Sorting

Many rendering algorithms (including a proposed sparse strip technique for path rendering, and also Gaussian Splatting) rely on sorting. Because the GPU has a different architecture to the CPU, programs running on the GPU have different performance characteristics, and this changes which sorting algorithms are optimal for a particular context. In particular, sorting algorithms that exploit parallelism tend to be more suited to the GPU. The literature on parallel sorting algorithms is extremely well developed, and there are many excellent implementations for CUDA. In WebGPU, the situation is still evolving. This page has pointers to the potentially useful resources for understanding existing implementations and developing new ones.

Classes of sorting algorithms

The most promising sorting algorithms for GPU are merge sort and radix sort. Within radix sort there are further distinctions, most notably least significant digit (LSD) vs most significant digit.

Key size and segmentation

GPU sorting works best when the key is small and fixed-size. For many rendering applications, this is a reasonable assumption.

In some cases (especially path rendering), a segmented sort may be a better choice than one that sorts the entire buffer. An especially good writeup is segmented sort from Modern GPU, which builds on their mergesort.

LSD implementations

The LSD sort algorithm with the strongest claims to being fastest is Onesweep. This has an authoritative implementation in CUB, for which a good starting point is agent_radix_sort_onesweep.

A very popular sorting algorithm in gamedev circles is FidelityFX sort from AMD, for which the original source is HLSL. This is has enough similarity to Onesweep that it is worth considering the differences.

Both original code bases use subgroups extensively. The FidelityFX implementation works with a subgroup size of 16 or greater, and will produce incorrect results if deployed for a smaller subgroup size. Onesweep depends on a hardcoded subgroup (warp) size of 32 and is difficult to make portable to GPUs with other subgroup sizes.

WebGPU experiment

Raph did an experiment of a hybrid algorithm largely based on FidelityFX, but adapted to WebGPU, and with a version of warp-level multi-split. It achieves approximately 1G elements/s on M1 Max. For radix sorts, element/s on large arrays (16M elements) is meaningful, as the algorithm scales linearly with the array size and is usually insensitive to the distribution of keys.

Like FidelityFX, it uses 4 bit digits and a tree reduction approach to histogram scan. It's also basically patterned after FidelityFX in the structure of dispatches.

Because WebGPU doesn't have subgroups (yet), the warp-level multi-split algorithm fakes it using workgroup shared memory. The terms "warp" and "lane" are borrowed from CUDA but in this case represent a more or less arbitrary partitioning. A "warp" size of 16 was found to outperform 32, which is not surprising because the fake "ballot" operation to determine which neighbors in the warp hold the same key does linear iteration proportional to warp size.

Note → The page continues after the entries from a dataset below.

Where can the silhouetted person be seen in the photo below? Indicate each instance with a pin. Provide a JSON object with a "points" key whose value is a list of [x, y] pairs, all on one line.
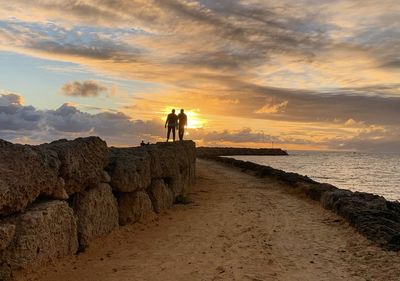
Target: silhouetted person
{"points": [[182, 119], [172, 123]]}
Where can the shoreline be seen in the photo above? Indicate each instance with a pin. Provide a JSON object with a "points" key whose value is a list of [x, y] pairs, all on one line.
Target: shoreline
{"points": [[373, 216], [238, 227]]}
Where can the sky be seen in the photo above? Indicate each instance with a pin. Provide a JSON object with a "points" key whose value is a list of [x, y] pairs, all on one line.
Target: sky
{"points": [[295, 74]]}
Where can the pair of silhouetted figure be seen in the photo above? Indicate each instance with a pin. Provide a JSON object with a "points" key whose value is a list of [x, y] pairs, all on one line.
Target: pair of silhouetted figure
{"points": [[176, 121]]}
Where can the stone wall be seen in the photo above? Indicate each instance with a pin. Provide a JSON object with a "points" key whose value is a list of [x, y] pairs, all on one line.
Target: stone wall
{"points": [[55, 198], [371, 215]]}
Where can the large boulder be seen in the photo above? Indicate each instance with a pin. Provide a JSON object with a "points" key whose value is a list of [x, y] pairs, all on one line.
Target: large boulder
{"points": [[26, 172], [161, 196], [43, 233], [134, 207], [129, 169], [97, 213], [175, 164], [82, 161]]}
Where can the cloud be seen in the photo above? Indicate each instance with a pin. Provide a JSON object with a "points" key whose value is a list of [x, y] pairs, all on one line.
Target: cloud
{"points": [[273, 107], [292, 62], [21, 123], [83, 89]]}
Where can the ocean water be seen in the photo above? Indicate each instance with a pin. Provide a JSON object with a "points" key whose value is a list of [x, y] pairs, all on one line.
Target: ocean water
{"points": [[377, 173]]}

Raph has also done experiments (code not yet published) porting this to Metal and using actual subgroup ballot operations. That results in ~3G el/s, though some of the speedup is vanilla wgpu inefficiency. Also note that to implement this algorithm correctly requires a subgroup barrier (simdgroup_barrier in Metal Shading Language), and that this primitive is not in the WebGPU subgroup proposal (see gpuweb#4437). However, on M1 Max, placing a stronger threadgroup barrier is only a 2% slowdown, so this matter is not urgent.

Attempts to push this experiment to 8 bits per digit have not yet yielded sustainable performance improvement.

Several people have pointed out the Onesweep inspired sort from Lichtso, part of the splatter Gaussian Splat implementation. However, as discussed in splatter#2, it is an approximate sort only, and may rely on luck that the particular GPU will process atomics within a subgroup in order. In addition, because it is one-pass, on GPUs without a forward progress guarantee (of which Apple Silicon is especially noticeable), the algorithm may deadlock or experience extended stalls. The experiment mentioned above has neither of these shortcomings. Note that it does achieve 8 bits per pass; it is entirely likely that a high performance implementation could draw inspiration from it, more so after subgroups land in WebGPU and thus real warp-level multi-split is possible.

DeviceRadixSort

Aras Pranckevičius has been doing lots of experiments with sorting in his UnityGaussianSplatting implementation, all written in the Unity flavor of HLSL. UnityGaussianSplatting#82 adds something called DeviceRadixSort which shows a modest performance improvement (the discussion thread also speaks to the difficulty of implementing such things portably). It uses 8 bit digits, and a subgroup implementation of warp-local multi-split. This implementation is attempting to be portable to a range of subgroup sizes, but is untested on wave sizes other than 32 and is still under development.

The author, Thomas Smith, has done experiments comparing reduce-then-scan against a chained single-pass approach for the global histogram scan, which suggest that the latter has approximately a 10% performance gain on Nvidia hardware, but pose considerable challenges for portability. Single-pass approaches will not perform well on devices without a forward progress guarantee.

Hybrid Radix Sort

Hybrid Radix sort is another strong contender, fundamentally based on an MSD approach but with additional mechanisms to reduce memory bandwidth. It has better performance in some cases than Onesweep. Like Onesweep, it manages 8 bits per pass. That said, it is considerably more complicated, and it's also not clear how easily it would translate to WebGPU.

Merge sort

Modern GPU has a well documented mergesort, also readily adapted to segmented sort. It is older, and performance numbers from newer papers suggest that it has been surpassed. That said, the segmented sort capability may be valuable.

Forma has a sorting implementation called conveyor_sort. This is a merge sort and is in vanilla WebGPU. Performance has not been characterized yet.

Bitonic sort

Bitonic sort is often proposed as it is conceptually fairly simple and the parallelism is easy to exploit, but when applied to large problems it is clear that the number of passes is unacceptably large; typically in the dozens where a radix sort would have 4 or 8.

Discussion

There is active discussion of this issue in the Sorting revisited Zulip thread. Resources and measurements from implementations can be discussed there, then hopefully added to this wiki page.